ANCA Associated Diseases/Vasculitis
ANCA-associated vasculitides include granulomatosis with polyangiitis (GPA) formerly known as Wegener’s granulomatosis, microscopic polyangiitis (MPA) and eosinophilic granulomatosis with polyangiitis (EPA) formerly known as Churg-Strauss syndrome (CSS).
They are characterised by an interaction of anti-neutrophil cytoplasm autoantibodies (ANCA) with neutrophils which may be important in initiating vascular injury. Vasculitis is the inflammation of vessel walls and can lead to fibrosis, necrosis or thrombosis. This can result in damage to the body’s organs. Some other examples of vasculitis would be Kawasaki’s disease and Giant cell arteritis, with smaller vessels being affected by GPA and MPA.
Myeloperoxidase (MPO) has been identified as the main target antigen in MPA associated
ANCAs and proteinase 3 (PR3) in GPA. MPO antibodies produce a perinuclear (pANCA) pattern and PR3 antibodies a granular cytoplasmic (cANCA) pattern when performing IIF.

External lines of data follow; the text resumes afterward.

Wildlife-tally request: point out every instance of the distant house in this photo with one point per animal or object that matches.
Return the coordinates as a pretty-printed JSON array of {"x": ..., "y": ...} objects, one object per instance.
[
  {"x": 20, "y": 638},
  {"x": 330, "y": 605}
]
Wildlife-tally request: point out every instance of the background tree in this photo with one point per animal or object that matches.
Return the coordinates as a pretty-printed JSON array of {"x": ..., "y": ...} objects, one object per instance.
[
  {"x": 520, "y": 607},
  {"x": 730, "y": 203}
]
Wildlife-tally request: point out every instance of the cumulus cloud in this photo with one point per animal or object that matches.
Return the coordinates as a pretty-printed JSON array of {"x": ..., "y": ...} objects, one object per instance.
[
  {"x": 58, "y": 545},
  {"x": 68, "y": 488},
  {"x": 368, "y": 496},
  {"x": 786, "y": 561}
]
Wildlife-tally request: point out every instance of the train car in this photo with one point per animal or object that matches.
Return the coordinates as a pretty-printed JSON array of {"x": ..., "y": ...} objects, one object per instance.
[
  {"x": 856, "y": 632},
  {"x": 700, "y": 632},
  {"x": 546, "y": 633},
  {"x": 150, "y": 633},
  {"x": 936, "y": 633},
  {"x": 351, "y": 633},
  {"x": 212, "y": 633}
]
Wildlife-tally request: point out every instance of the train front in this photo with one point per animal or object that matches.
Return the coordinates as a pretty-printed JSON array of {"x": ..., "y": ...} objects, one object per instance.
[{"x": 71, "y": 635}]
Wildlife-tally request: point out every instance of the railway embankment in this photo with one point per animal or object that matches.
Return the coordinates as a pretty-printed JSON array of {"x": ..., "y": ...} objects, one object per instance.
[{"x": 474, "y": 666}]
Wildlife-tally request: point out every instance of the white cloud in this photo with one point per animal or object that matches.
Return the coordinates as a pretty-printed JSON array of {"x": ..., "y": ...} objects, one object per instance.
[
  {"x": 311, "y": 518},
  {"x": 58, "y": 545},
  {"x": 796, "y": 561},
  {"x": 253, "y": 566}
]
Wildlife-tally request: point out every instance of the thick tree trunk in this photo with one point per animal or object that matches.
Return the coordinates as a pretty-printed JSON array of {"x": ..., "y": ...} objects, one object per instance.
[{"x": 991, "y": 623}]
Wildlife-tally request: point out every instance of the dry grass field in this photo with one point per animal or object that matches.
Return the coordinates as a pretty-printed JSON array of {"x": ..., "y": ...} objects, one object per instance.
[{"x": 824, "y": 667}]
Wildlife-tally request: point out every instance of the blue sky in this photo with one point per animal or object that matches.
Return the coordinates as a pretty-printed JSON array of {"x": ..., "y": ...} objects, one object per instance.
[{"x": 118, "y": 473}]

EIAs using MPO and PR3 as antigens are generally the most commonly performed assays alongside IIF. Lactoferrin, bactericidal/permeability increasing protein (BPI) and cathepsin G antibodies have also been reported to possibly play a role in vasculitis. These could be potential markers but further research is needed to determine their diagnostic value.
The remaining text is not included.